Hacker News new | ask | show | jobs
by ProblemFactory 3823 days ago
There is some discussion on why the Postgres team dislikes query hints here: https://wiki.postgresql.org/wiki/OptimizerHintsDiscussion

But perhaps I also have some practical advice to try.

I had a similar issue: I have a few tables with sensor data, 300-500 million rows, indexed among other things by event type. Some counting queries kept defaulting to full table scans. It turned out that this was because of limited statistics on the distribution of counts by event type.

The default_statistics_target config parameter sets how many entries Postgres keeps in the histogram of possible values per column, the default is 100 I think. Because my event types were not evenly distributed, the less frequent ones were missing from the statistics histogram altogether, and somehow this resulted in bad query plans.

As a fix, I upped the default_statistics_target to 1000, and to set it to 5000 for the biggest tables. Then after a vacuum analyze, the query planner started making sensible choices.

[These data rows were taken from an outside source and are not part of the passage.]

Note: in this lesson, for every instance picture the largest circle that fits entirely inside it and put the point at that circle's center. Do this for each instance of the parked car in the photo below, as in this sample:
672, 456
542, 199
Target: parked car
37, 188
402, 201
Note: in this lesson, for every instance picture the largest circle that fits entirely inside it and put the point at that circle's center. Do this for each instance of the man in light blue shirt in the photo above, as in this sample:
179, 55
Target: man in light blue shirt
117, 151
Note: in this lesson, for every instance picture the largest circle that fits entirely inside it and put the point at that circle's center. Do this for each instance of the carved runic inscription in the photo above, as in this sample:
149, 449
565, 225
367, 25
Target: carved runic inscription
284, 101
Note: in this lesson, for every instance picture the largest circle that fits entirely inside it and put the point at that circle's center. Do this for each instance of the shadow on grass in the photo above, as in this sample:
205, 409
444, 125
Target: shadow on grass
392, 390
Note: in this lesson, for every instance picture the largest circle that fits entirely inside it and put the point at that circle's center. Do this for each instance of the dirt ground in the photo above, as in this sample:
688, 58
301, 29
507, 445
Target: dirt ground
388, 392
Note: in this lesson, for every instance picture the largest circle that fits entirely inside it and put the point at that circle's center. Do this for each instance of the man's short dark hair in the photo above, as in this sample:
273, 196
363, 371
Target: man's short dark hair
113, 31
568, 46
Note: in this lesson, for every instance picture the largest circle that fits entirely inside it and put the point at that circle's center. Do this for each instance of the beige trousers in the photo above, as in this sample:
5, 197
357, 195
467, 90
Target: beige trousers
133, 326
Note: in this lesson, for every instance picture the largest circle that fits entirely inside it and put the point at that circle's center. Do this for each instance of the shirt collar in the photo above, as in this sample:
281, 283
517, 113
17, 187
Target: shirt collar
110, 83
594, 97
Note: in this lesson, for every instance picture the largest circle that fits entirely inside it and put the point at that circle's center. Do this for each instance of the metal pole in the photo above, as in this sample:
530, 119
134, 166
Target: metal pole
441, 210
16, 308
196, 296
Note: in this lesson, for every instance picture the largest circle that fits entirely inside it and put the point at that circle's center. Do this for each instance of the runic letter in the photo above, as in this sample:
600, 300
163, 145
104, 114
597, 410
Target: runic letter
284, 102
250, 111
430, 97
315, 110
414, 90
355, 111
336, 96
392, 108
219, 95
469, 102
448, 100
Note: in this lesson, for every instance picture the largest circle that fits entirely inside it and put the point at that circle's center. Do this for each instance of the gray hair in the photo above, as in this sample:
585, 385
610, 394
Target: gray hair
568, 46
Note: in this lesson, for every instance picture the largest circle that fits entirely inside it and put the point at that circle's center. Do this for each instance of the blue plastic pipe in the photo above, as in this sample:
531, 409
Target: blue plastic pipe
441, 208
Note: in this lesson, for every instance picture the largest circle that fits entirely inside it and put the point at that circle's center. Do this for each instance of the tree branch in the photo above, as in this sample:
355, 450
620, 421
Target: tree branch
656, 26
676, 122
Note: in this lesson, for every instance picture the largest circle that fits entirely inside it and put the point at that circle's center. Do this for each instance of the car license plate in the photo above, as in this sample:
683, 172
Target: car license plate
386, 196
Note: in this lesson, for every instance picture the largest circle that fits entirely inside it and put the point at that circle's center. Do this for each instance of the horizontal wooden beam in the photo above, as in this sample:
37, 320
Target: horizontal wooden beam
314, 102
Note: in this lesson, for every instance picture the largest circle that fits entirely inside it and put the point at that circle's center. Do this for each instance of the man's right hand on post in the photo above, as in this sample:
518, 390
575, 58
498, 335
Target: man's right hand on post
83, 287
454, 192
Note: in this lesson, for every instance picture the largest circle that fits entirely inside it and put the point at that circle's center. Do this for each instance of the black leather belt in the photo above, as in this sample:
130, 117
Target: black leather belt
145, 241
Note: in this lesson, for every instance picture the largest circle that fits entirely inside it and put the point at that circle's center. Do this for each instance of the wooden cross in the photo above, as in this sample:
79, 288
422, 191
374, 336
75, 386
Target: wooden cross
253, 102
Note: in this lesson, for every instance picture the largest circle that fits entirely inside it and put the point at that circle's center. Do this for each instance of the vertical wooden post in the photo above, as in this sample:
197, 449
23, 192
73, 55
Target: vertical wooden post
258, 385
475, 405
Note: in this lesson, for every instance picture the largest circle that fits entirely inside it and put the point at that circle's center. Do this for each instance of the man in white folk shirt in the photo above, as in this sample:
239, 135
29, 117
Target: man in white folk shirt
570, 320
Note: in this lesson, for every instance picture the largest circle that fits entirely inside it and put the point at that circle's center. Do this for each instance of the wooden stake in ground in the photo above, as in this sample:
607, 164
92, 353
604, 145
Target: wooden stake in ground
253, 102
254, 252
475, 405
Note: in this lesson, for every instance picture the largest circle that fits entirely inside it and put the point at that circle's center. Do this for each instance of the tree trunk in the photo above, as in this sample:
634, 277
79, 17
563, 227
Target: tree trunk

Another thing to try is perhaps reducing the random_page_cost config parameter from it's default of 4.0. On SSDs, random page costs are much closer to 1 than they are 4 (compared to long sequential reads).

1 comments

This is all good optimization advice, but I don't think it is applicable to my specific case.

My problem is not that PostgreSQL does not understand the distribution of my data. It does. The problem is that it comes up with a query plan without realizing that I'm only querying for a very small range of timestamps.

If this happens again, I'll have to try rewriting code to send it queries with hard-coded timestamps, cross fingers and pray. I find prayer quite essential with PostgreSQL sometimes because as ineffective as it is, at times I've got nothing else.

Have you talked about this in the dev mailing list? I'm sure they would help and likely consider adding something to improve the next version.
> My problem is not that PostgreSQL does not understand the distribution of my data. It does. The problem is that it comes up with a query plan without realizing that I'm only querying for a very small range of timestamps.

Which version did you reproduce that on? While the problem has not been generally addressed, the specifically bad case of looking up values at the "growing" end of a monotonically increasing data range has been improved a bit over the years (9.0 and then some incremental improvement in 9.0.4).

PostgreSQL 9.4.4 on x86_64-unknown-linux-gnu, compiled by gcc (GCC) 4.8.2 20140120 (Red Hat 4.8.2-16), 64-bit

If it matters, it is an Amazon RDS instance.